Cheong Chia Chou: One of the major challenges is the identification of industry gaps under the fast-evolving technology landscape to innovate and offer relevant solutions. In particular, we are looking to close the gaps between photographers and their audience.

For example, using artificial intelligence technology, photos can be automatically transmitted to the subjects via the PictureAir platform.

This will not only ease the entire process of photo-sharing, but it will also eventually bring people closer through interactions on the photo-sharing platform. From the company's standpoint, the digital imaging business can be so much more than just photos, and with this model, the entire theme park photography experience can be exported and applied to other industries.

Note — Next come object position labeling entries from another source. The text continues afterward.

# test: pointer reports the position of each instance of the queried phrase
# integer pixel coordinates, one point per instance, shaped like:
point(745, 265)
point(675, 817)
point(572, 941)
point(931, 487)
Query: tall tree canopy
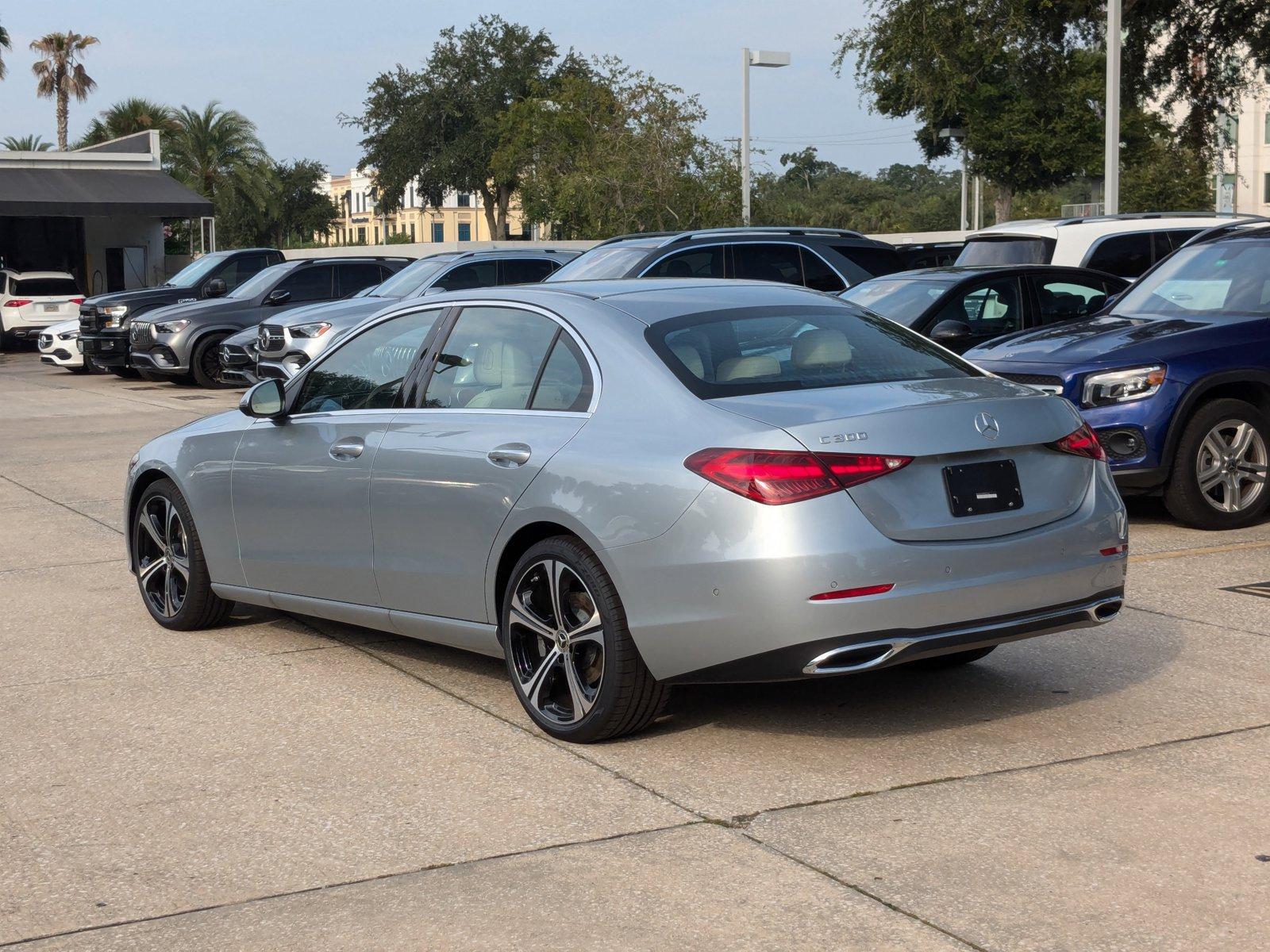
point(609, 150)
point(440, 125)
point(60, 74)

Christopher Ng: In Rigel's trade, there are many stakeholders involved in a project and they all play a part in the ultimate performance of our products. Therefore, we have a rigorous customer-care programme that includes pre-installation briefing to the customer's installation team, testing and commissioning, maintenance training and periodic checking to ensure effective product performance.

Some of the other disruptions to the sanitaryware industry will also include a growing change in consumer preferences (with the rise in disposable income, consumers pursue lifestyle options instead of merely basic sanitation needs), rapid technological advancement with the introduction of smart initiatives, urbanisation and increased hygiene concern.

We see these as good opportunities for our niche expertise in product design and innovation.

Laurent Junique: Finding talent would have to be the main challenge. We tackle it by hiring great human resources people and equipping them with modern, efficient processes and great tools. For example, we automated the interview process, and made it friendlier for the candidate and more efficient for the recruiter. As a result, we recorded a 50 per cent productivity gain on this important component of our service delivery.

Globalisation is the next challenge. Increasingly, our clients need solutions that can cover the whole world. As a result, we have expanded around the globe in Singapore, Malaysia, Thailand, China, the Philippines, Japan and now Europe through Spain. Latin America and the Middle East are the last two geographies we have yet to add to our already comprehensive network.

BT: If you could travel back to the day you started setting up your business, what advice would you give to your younger self?

Von Lee: My advice to any younger person wanting to start up a business will be:

  • Always be hands-on and on the ground.
  • Walk your talk and deliver your promises.
  • Always remain the honourable man you were when you first started out.

Jeffrey Tiong: When I founded PatSnap, I was young and naïve. I believed that no matter what terrible challenges we encountered, we could get through it. Sometimes there were dark days when I thought I had made a terrible mistake, and that I should have followed my classmates into well-paid graduate jobs. The advice I would give to my younger self would be reassurance: "Don't worry - stay curious, surround yourself with mentors. Keep growing and learning. You'll get there."

Cheong Chia Chou: I always go by this phrase - Dare to change, or be changed. If I had any advice to give my younger self, I would tell him not to be afraid to take the leap. Do not focus so much on the failure; instead embrace it, as we are all the sum of our mistakes. The faster you realise your mistakes, the faster you will be able to take steps to remedy them.

Christopher Ng: I would like to open up more and find more mentors who can share their experience and opinions with me as I grow along my entrepreneurial journey. It is important to tune up both business knowledge and build good contacts. Mentors have taken this path before and are likely able to offer experience that can help you make smarter decisions and avoid the winding roads.

I would also advise my younger self to spot for character and values as I build my team. I have come to realise that you can always train someone on skills, but it is difficult to change someone's values to fit the organisation.

Laurent Junique: Invest an inconsiderate amount of time searching for great people, for talent is hard to find, yet is the key to differentiation and success.